Problem: Current SSI rate for colon procedures >1.0 SIR for 12 months despite 4 point SSI prevention bundle (preop CHG bathing, antibiotics, skin prep, antimicrobial sutures)
Proposed solution: Implementation of 0.05% sterile chlorhexidine surgical irrigation solution prior to closing for each case.

STEP 2: Estimated cost of proposed solution:                                                                             

Example 1: 1.0 clerical staff FTE for IP department = $40K/year

Example 2: $50/Liter 0.05% chlorhexidine sterile irrigation per case x 100 cases = $5,000

STEP 3: Estimated cost of current relevant HAI:                                                                             

Example 1: CLABSI incidence past 12 months = 10 x $45814 per infection = $458,140

Example 2: Colon SSI incidence past 12 months = 15 x $20,785 per infection = $311,775
Use APIC HAI cost calculator: https://apic.org/Resources/Cost-calculators

STEP 4:  Conclusion including estimated basic ROI for proposed solution (cost of current HAI x 12 months - cost of solution x 12 months = ROI):                                                                                                     

Example 1:  Conclusion including estimated basic ROI for proposed solution:  Given the imperative of reducing the CLABSI and CAUTI rates in our ICUs in order to avoid non-reimbursement, negative public perception, and ensure successful CMS and TJC surveys, we recommend addition of 1.0 clerical/analyst FTE. This would allow the expert IPs time to devote to optimizing infection prevention bundles, in order to ensure elimination of preventable infections (60 percent of $458,140 = $274,884). This would then result in a return on investment of $274,884 to $40,000 = $234,884 for the year.

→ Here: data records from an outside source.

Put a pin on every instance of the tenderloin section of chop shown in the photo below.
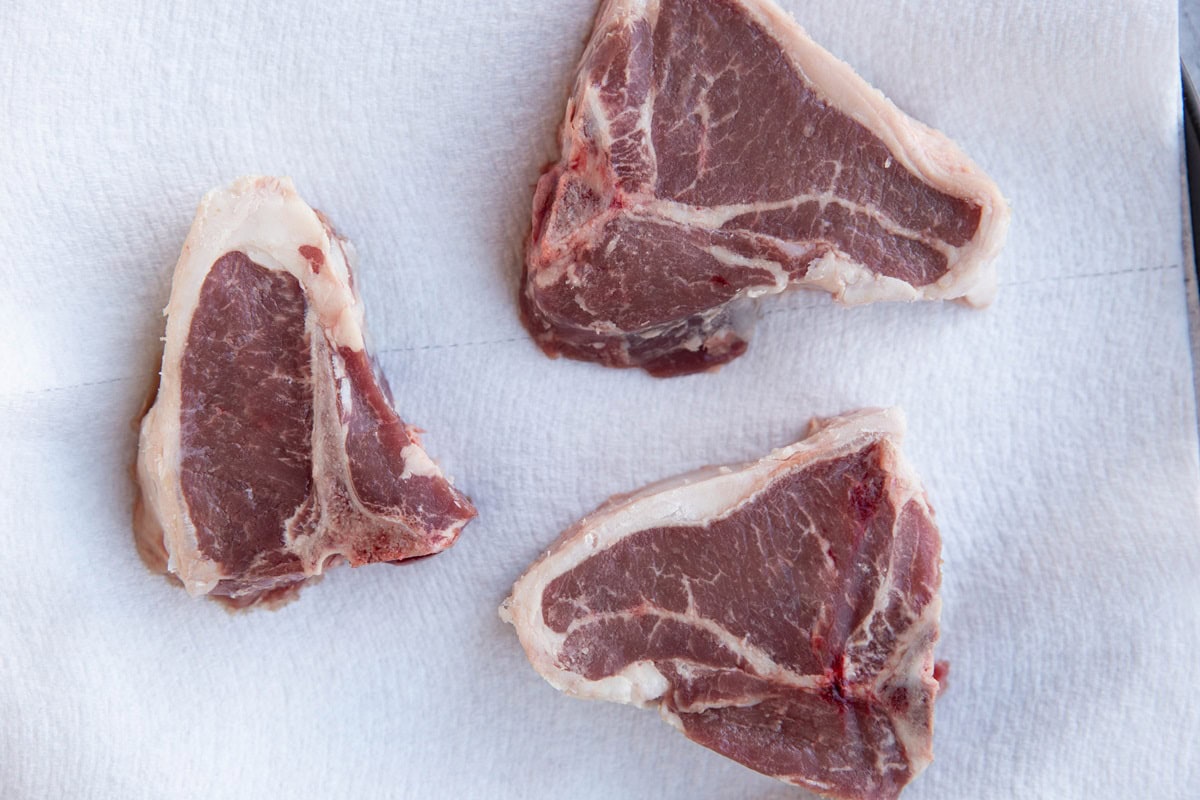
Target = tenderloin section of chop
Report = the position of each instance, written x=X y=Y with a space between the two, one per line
x=783 y=612
x=713 y=154
x=273 y=450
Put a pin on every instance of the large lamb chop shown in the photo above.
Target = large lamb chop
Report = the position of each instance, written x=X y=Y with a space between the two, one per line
x=273 y=450
x=783 y=612
x=713 y=154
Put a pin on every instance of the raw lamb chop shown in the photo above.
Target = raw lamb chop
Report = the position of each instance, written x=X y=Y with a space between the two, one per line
x=271 y=450
x=783 y=612
x=713 y=154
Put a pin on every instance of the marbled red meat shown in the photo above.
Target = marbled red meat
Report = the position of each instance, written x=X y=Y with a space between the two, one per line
x=781 y=613
x=273 y=449
x=712 y=154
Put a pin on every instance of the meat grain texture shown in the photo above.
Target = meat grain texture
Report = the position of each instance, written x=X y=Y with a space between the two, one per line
x=273 y=450
x=712 y=155
x=781 y=613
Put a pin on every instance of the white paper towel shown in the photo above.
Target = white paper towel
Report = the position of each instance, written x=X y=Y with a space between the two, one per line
x=1055 y=431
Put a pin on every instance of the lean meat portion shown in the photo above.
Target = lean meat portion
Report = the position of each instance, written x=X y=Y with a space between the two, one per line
x=273 y=450
x=783 y=613
x=712 y=155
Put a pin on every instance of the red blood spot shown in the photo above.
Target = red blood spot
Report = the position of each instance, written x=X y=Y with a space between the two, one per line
x=315 y=257
x=941 y=672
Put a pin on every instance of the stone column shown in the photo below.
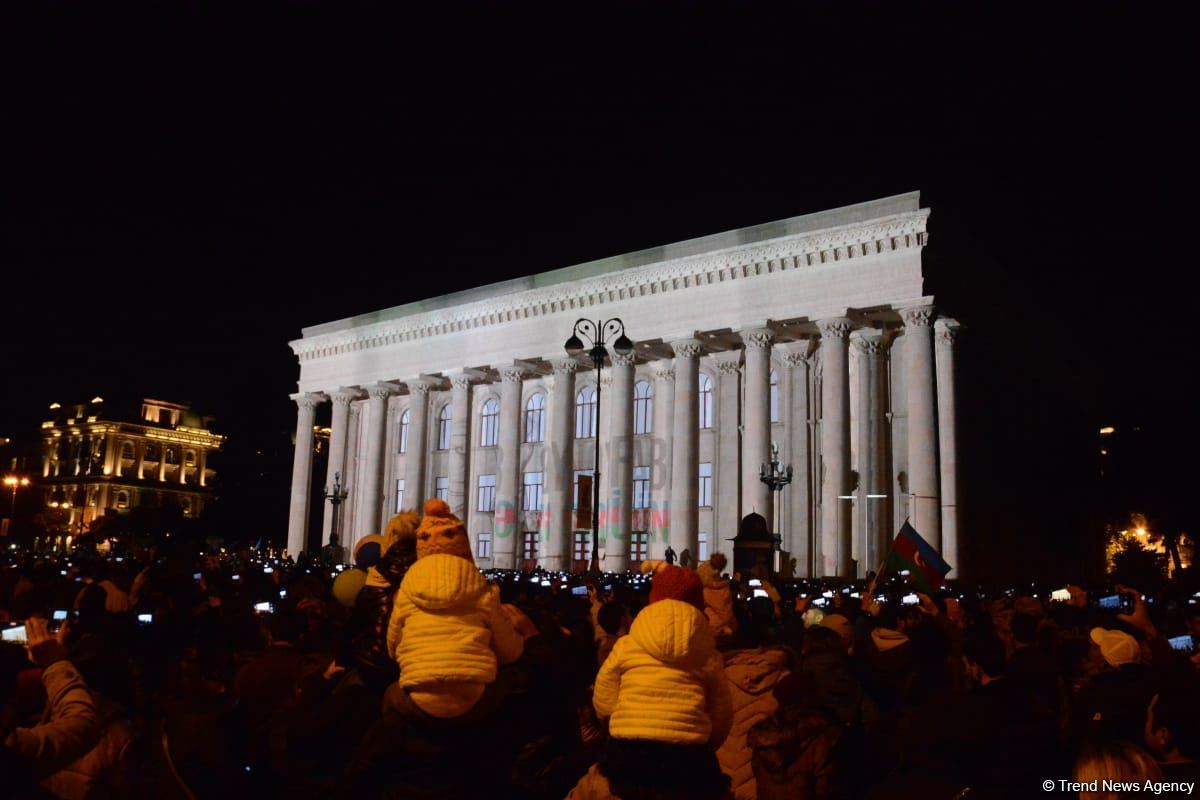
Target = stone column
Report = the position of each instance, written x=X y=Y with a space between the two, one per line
x=460 y=434
x=507 y=531
x=797 y=540
x=352 y=468
x=559 y=464
x=923 y=489
x=685 y=450
x=756 y=429
x=727 y=473
x=946 y=330
x=835 y=510
x=370 y=518
x=339 y=423
x=418 y=443
x=874 y=456
x=660 y=458
x=621 y=463
x=301 y=473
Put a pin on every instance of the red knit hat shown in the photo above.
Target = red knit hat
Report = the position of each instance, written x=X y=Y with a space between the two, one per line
x=677 y=583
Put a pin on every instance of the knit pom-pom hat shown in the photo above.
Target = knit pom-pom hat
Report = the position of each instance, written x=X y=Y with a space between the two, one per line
x=673 y=582
x=441 y=531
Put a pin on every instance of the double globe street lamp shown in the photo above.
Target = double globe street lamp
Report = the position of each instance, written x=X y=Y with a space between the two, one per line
x=597 y=332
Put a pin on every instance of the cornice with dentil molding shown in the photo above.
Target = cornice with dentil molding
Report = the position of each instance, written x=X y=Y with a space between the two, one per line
x=835 y=329
x=757 y=337
x=917 y=316
x=831 y=245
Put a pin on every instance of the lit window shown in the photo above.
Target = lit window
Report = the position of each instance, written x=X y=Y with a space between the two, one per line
x=486 y=493
x=535 y=419
x=774 y=396
x=529 y=546
x=491 y=423
x=586 y=413
x=641 y=487
x=403 y=432
x=582 y=549
x=445 y=422
x=706 y=401
x=579 y=473
x=531 y=499
x=643 y=408
x=639 y=546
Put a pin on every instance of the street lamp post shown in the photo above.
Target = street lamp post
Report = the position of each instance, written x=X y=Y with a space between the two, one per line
x=336 y=495
x=595 y=332
x=775 y=476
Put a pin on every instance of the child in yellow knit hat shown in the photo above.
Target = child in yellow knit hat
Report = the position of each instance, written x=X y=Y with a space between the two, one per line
x=448 y=631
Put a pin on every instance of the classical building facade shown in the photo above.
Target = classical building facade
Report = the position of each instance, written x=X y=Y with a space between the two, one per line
x=815 y=334
x=123 y=455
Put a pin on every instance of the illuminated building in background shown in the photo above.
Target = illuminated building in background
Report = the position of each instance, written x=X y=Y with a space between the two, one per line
x=119 y=456
x=815 y=334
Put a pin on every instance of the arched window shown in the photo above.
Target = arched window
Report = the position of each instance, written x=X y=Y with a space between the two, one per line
x=445 y=421
x=643 y=408
x=491 y=423
x=706 y=401
x=403 y=432
x=774 y=396
x=586 y=413
x=535 y=419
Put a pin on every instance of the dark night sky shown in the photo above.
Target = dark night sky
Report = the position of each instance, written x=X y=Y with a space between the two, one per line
x=183 y=192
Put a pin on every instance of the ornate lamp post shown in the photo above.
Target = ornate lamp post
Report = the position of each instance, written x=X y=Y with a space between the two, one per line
x=595 y=332
x=775 y=476
x=15 y=482
x=336 y=495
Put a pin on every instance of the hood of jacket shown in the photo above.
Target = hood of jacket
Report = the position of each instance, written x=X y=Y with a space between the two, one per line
x=673 y=632
x=756 y=672
x=885 y=638
x=443 y=582
x=711 y=578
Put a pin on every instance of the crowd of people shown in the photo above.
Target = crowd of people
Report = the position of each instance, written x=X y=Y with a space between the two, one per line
x=414 y=674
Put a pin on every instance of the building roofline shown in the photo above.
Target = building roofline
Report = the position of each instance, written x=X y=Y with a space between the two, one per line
x=791 y=226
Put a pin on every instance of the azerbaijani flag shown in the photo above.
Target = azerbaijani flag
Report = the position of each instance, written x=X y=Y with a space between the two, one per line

Example 2: Conclusion including estimated basic ROI for proposed solution:  Given the imperative of reducing the colorectal SSI rate in order to avoid non-reimbursement, negative public perception, and ensure successful CMS and TJC surveys, we recommend approval of implementation of 0.05 percent CHG sterile surgical irrigation solution applied at the end of each case prior to closing, following manufacturer guidelines. This would supplement the current colorectal SSI prevention bundle, to ensure elimination of preventable infections (60 percent of $311,775 = $187,065).  When accounting for the cost of the CHG irrigation solution, the resulting return on investment would be $182,065 for the year.

References
1. CDC statistics https://www.cdc.gov/washington/~cdcatWork/pdf/infections.pdf
2. Umscheid CA1, Mitchell MD, Doshi JA, Agarwal R, Williams K, Brennan PJ. Estimating the proportion of healthcare-associated infections that are reasonably preventable and the related mortality and costs. Infect Control Hosp Epidemiol. 2011 Feb;32(2):101-14. 
3. Murphy D et al. Dispelling the Myths: The True Cost of Healthcare-Associated Infections. AJIC. May 2012, Volume 40, Issue 4, Pages 296–303.  
4. Zimlichman E et al. HealthCare–Associated Infections A Meta-analysis of Costs and Financial Impact on the U.S. Health Care System. JAMA Internal Medicine Published online September 2, 2013
5. Bartles R, Dickson A, Oluwatomiwa B. A systematic approach to quantifying infection prevention staffing and coverage needs. AJIC. May 2018, Volume 46, Issue 5, Pages 487–491.
6. Oh J. 6 Steps to Make the Business Case for Infection Prevention. Becker’s online journal; Oct. 26, 2012.
7. Pyrek KM. Making the Business Case for Infection Prevention. Infection Control Today. February 2011.